We started our walk where he began the final scene of The Passion in Port Talbot. As we walked down the back of Tanygroes street and he started talking about the birth of the play, I could see straight away that the passion that drove the project into becoming a reality over two years was very much still there. We directed ourselves towards the town centre and Michael got talking about his journey from drama school. Michael explained to me how he’d chosen to do plays that some people had advised him against doing, but his own passion and instinct told him differently. He has no regrets about the decisions he made and that got me thinking; is it better to be an actor in a high profile, weak play or an actor in a lower profile, quality piece of theatre? This conversation solidified which one I’d prefer.
After helping a few fans have a picture taken with the man who played Jesus on their own streets, we got talking about what all young actors fear… Unemployment. Michael assured me that he never suffered from that worry, because, although along the line he may have been ‘unemployed,’ he never felt it because he was always working on something – whether it was writing his own script, or starting up his own theatre company. The secret was ‘you make your own work.’ Those of us that got into the industry for the art and creativity have no excuse. We can make our own work just as easily as having it offered to us. It keeps you thinking, creative and alive. As Michael said, ‘Work breeds more work’.

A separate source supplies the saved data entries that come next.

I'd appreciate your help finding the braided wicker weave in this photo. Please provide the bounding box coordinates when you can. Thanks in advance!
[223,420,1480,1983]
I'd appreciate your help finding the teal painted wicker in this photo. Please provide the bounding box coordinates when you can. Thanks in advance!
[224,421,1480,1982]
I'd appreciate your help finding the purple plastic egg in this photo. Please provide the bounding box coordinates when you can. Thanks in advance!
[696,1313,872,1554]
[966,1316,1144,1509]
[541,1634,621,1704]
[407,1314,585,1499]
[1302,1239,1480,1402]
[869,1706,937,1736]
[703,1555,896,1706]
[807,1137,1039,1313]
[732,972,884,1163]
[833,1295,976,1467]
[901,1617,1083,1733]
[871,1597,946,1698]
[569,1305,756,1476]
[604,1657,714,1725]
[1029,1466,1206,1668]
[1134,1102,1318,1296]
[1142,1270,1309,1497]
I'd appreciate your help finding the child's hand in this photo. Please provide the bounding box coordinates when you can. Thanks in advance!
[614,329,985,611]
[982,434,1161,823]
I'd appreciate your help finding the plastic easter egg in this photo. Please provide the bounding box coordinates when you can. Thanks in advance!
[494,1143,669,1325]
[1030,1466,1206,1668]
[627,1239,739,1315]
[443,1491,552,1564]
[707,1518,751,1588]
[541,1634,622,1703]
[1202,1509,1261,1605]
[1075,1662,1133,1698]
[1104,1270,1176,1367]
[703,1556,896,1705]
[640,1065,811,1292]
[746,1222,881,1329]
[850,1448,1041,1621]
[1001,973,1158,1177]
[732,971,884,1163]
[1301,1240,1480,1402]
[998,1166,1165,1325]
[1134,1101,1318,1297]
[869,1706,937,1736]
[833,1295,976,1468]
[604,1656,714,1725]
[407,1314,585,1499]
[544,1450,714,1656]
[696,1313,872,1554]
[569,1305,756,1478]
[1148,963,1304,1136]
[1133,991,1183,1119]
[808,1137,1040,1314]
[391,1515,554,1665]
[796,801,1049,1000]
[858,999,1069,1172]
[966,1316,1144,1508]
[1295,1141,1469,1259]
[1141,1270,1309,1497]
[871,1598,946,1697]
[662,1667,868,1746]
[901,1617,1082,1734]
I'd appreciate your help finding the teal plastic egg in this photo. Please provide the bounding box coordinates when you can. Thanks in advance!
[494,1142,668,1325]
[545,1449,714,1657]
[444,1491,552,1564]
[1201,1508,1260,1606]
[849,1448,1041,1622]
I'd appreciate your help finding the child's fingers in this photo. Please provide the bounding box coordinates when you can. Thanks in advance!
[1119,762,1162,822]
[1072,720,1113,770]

As we came to the end of our walk, I unloaded my worries about being judged or pigeon holed because of my Welsh accent. Surely Downton Abbey would never cast me as I am?! The response was the best lesson I had all day. ‘Be yourself. You have nowhere to go if you’re already acting a character. Go in and show them YOU and how you’re best for that part. And if they don’t like you because of your accent, even if you smashed it? You probably don’t want to work with them anyway.’
As we said our goodbyes I felt a relief – a weight coming off my shoulders that had been there since graduation, I’d realised it’s not about ‘will I ever work?’ or ‘will I ever get my big break?’ I do this because I’m passionate about it and I love what I do. If you work hard and do it for all the right reasons, you can’t really fail. I may not be in a blockbuster film one day, but I can be recognised and proud of what I’ve done.
It was a brilliant day, and speaking to a successful actor who’d been there and done that, did wonders for my sanity. Now its just a question of waiting to see if his advice pays off!